La campaña está dormida, dicen aquí. Aunque faltan tres días para las elecciones , Quito recién se despertó del feriado del Carnaval. En los portales de las iglesias del centro histórico todavía se ve el picadillo (papel picado) y los restos de las bombas (bombitas de agua). Muchos de los que se fueron a la costa por el feriado volvieron sólo ayer por la mañana. Les esperan unos comicios que aquí todos tildan de aburridos.

Es que a la falta de sorpresa se le suman otros factores, como una oposición dividida con aire derrotista. Tanto que parece haberse creído el pegadizo jingle "Ya tenemos presidente, tenemos a Rafael" , que ideó el partido de Correa, Alianza País.

Los analistas consultados por LA NACION coinciden en que fue una campaña chata y poco confrontativa. "Parecería que la estrategia de los opositores fue: Correa es un candidato bien posicionado, tiene una alta aceptación, sus políticas sociales generan amplio apoyo. Tengamos cuidado en la manera en que nos enfrentamos a él. Esto, sin duda, benefició al presidente", dijo Farith Simon, analista de la Universidad San Francisco de Quito.

La popularidad de Correa se sustenta en un liderazgo fuerte, que para muchos es autoritarismo, pero, para otros, garantía de estabilidad. El presidente logró su apoyo gracias a una fuerte inversión estatal y a un amplio programa de políticas sociales, que pudo concretar por la bonanza petrolera que vive Ecuador. El aumento hace un mes de 35 a 50 dólares del subsidio a los hogares más pobres, llamado bono de desarrollo humano, es su último caballito de batalla.

Aunque en los últimos meses el gobierno de Correa se vio envuelto en varios casos de corrupción y el presidente es criticado por su estilo combativo contra los medios de comunicación, nada parece dañar su aura de invencible. "No hay quien le gane. Es un líder fuerte que se enfrenta contra candidatos que no tienen corrida", opinó Milton Jiménez, un chofer de 58 años, que enseguida aclaró: "Y eso que no soy correísta, eh? Voy por Lasso porque no es prepotente".

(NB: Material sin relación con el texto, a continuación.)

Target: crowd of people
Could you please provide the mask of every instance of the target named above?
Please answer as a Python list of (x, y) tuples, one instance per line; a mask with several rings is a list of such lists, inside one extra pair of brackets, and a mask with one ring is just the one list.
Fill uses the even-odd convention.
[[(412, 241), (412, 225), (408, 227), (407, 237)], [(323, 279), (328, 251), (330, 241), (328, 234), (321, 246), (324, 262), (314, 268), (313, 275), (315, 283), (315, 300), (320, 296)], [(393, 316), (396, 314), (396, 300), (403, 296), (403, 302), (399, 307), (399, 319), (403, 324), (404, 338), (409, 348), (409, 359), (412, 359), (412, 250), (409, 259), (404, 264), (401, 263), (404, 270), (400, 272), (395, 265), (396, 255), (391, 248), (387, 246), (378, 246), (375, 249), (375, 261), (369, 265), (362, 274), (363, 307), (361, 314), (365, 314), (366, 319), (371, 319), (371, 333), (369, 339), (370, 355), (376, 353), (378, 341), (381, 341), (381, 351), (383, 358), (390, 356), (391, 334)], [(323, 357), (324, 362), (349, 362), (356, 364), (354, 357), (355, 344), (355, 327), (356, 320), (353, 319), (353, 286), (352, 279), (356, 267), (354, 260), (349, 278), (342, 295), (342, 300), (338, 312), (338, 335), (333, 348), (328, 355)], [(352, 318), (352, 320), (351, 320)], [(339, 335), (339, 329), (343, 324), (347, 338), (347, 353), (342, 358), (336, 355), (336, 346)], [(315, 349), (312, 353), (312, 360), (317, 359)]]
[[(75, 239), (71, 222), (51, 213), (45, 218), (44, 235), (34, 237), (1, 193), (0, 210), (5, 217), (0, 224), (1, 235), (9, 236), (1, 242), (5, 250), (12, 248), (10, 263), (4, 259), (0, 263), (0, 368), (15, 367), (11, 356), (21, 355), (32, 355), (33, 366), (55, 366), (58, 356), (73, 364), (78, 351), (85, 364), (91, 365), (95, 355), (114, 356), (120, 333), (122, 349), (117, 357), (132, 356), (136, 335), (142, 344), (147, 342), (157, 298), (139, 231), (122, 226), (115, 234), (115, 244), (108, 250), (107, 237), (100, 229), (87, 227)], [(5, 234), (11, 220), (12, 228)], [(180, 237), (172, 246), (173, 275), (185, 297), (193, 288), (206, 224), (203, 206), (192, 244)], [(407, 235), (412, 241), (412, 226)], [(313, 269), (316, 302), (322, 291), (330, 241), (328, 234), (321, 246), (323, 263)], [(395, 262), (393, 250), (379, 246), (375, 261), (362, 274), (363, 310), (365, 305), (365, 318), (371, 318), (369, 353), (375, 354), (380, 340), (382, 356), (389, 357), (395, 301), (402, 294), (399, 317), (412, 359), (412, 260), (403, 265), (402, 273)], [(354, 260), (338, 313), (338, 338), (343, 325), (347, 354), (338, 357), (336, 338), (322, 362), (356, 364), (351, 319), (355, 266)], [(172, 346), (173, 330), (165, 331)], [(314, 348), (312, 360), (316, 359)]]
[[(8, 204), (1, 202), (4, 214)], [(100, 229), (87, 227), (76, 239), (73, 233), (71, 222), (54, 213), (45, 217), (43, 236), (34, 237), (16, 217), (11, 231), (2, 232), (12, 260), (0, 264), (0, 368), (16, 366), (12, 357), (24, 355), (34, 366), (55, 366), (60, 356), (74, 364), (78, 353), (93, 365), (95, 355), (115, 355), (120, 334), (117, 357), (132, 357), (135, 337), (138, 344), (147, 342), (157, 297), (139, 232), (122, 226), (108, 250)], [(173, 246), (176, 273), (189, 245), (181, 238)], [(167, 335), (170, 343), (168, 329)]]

Rosario de Solís, una empleada de 65 años, sí es correista al igual que toda su familia. "Si la gente vota por otro candidato, el país se cae. El presidente es fuerte e hizo mucho por el pueblo", opinó, convencida.

A una contienda chata se le suman también las nuevas reglas del Consejo Nacional Electoral (CNE), que limitaron las propagandas de campaña en los medios, censuraron spots televisivos y restringieron el presupuesto de financiación de los partidos. "Eso benefició a Correa, que pudo usar sin restricciones el aparato de propaganda estatal para difundir su «revolución ciudadana» -aunque estaba prohibido- y limitó la visibilidad del resto de los candidatos", sostuvo la analista Alexandra Vela.

Frente al tsunami correísta, la oposición pone sus fichas en los votos de los legisladores. Además de presidente, los 11,6 millones de votantes ecuatorianos también eligen 137 miembros de la Asamblea Nacional y cinco del Parlamento Andino, un órgano asesor que integran Ecuador, Bolivia, Colombia y Perú.

El objetivo de la oposición es que Correa no arrase en la Asamblea y obtenga la mayoría absoluta, lo que le daría un poder casi total para profundizar su "revolución ciudadana". Los más optimistas esperan que se repita la situación del referéndum del 7 de mayo de 2011, cuando se anunció una victoria oficialista por más de 20 puntos, que luego terminó en un triunfo ajustado del presidente.

Para evitar la segunda vuelta electoral -prevista para el 7 de abril-, Correa necesita el 50% de los votos válidos o el 40% y una diferencia de por lo menos 10 puntos sobre el segundo.

Además de Lasso, Correa competirá contra el ex presidente Lucio Gutiérrez, el antiguo aliado de Alianza País Alberto Acosta, el magnate bananero Álvaro Noboa y otros tres candidatos. Aunque todos luchan para que Ecuador no vote "todito el 35" (la boleta de Alianza País), parecen hacerse los distraídos con el jingle "Ya tenemos presidente, tenemos a Rafael".